We would love some more info please 
PM me if you like
Thanks :2thumb:


----------



## gunner0788 (Mar 26, 2008)

hey guys had an email back and unforunetly they dont have any turtle breeders booked on as of yet.


----------



## Stickyfeat (Jan 9, 2012)

Would Like some more info on witch spider breeders are going to be at the show


----------



## roidie (Mar 2, 2012)

*Sorry*

Sorry I won't know untill I go I am not part of BRAS I was just telling everyone about the show!


----------



## Chino (May 6, 2011)

oh cool! i will defo be going! its about 5 mins away from me  ill have to make a note of it somewhere so i remember


----------



## Chino (May 6, 2011)

ophidianman said:


> Good luck with it. Same venue as the old Dagenham show used to be at? I'll be away in Holland that weekend seeing The Julian Sas band and Michael Schenkers Temple of Rock. Hope it goes well for you.


its almost, its just over the road from where it used too be, unless they have renamed goresbrook sports center to castle green, but castle green is the field next too goresbrook, so it might have been.


----------



## Austin Allegro (Oct 5, 2008)

Best start forming a queue as there is just 28 days to go till show day:lol2:


----------



## colinscoby1 (Mar 25, 2012)

*reptile show*

hello do you know if me and my wife will have to que as she is disabled thank you


----------



## roidie (Mar 2, 2012)

*I will Do My Best To Find Out*

No Im afraid not but I will do my best to find out!: victory:


----------



## kingsnake (Mar 23, 2007)

If you have mobility problems, let one of the helpers know on the day and I'm sure they'll be able to help


----------



## Chino (May 6, 2011)

Does anyone know if there will be any Tarantula tables at the show ?
was looking to get a few (4 or 5) P.Regalis soon, hopefully there will be some there 

Thanks
Chino


----------



## garysumpter (Apr 18, 2005)

Any ideas who will be there selling?


----------



## jakedearman (Feb 18, 2010)

so cant wait for this, any female boa's?


----------



## sizedoesn'tmatter (Jan 24, 2009)

I'm excited to support a show more local to me


----------



## s22jgs (Apr 5, 2009)

*tomorrow*

Well I have just seen a pparently the show has been cancelled is this true ?


----------



## roidie (Mar 2, 2012)

Ohhh where did you here that?


----------



## BUMP2010 (Oct 19, 2010)

*Re:Show*

OK so what show are we talking about? cos there aint one in Dagenham.
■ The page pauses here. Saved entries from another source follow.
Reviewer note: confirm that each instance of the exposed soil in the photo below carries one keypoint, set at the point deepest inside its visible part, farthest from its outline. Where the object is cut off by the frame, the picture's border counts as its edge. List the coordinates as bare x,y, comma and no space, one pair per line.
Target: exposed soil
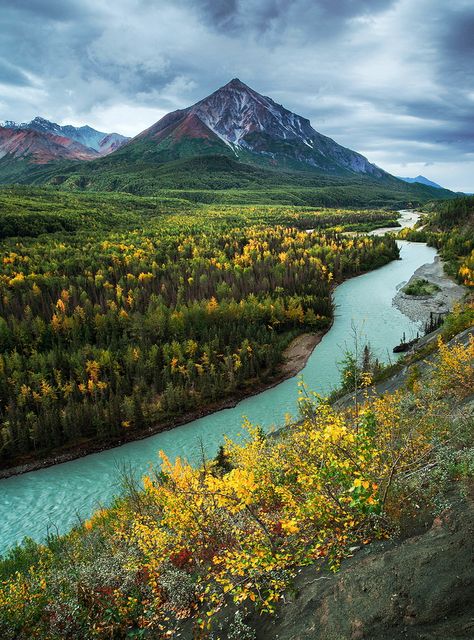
295,357
418,308
421,588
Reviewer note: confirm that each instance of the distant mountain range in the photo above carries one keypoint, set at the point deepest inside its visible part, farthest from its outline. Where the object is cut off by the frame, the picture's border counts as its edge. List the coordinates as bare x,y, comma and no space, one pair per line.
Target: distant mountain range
422,180
42,141
234,138
237,122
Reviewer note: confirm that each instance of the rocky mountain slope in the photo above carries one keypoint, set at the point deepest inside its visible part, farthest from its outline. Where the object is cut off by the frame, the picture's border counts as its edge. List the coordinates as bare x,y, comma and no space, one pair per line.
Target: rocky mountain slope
237,121
40,148
422,180
99,141
234,138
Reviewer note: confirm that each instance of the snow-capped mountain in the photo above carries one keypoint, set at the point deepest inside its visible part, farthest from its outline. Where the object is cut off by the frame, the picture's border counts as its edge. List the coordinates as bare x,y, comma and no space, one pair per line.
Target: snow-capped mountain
422,180
250,125
103,143
40,147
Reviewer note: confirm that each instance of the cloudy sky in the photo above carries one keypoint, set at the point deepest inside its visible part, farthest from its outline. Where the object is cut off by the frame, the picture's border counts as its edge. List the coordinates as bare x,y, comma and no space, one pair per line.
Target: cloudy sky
391,79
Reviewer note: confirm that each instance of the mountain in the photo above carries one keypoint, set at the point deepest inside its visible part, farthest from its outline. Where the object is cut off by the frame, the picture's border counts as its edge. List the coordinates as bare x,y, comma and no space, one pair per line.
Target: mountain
235,145
422,180
39,147
238,122
103,143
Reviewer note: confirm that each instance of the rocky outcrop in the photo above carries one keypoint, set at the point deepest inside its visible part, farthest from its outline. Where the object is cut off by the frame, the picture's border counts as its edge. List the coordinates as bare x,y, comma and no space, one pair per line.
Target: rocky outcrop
418,589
Thanks for the warning we travelled a little over 200 miles round trip only to find the show had been cancelled.:bash::bash::bash::bash::bash::bash::bash::bash:


----------



## weemanelite (Jul 28, 2010)

There were a couple of threads all over rfuk yesterday the show was apparently cancelled due to threats to organisers etc.


----------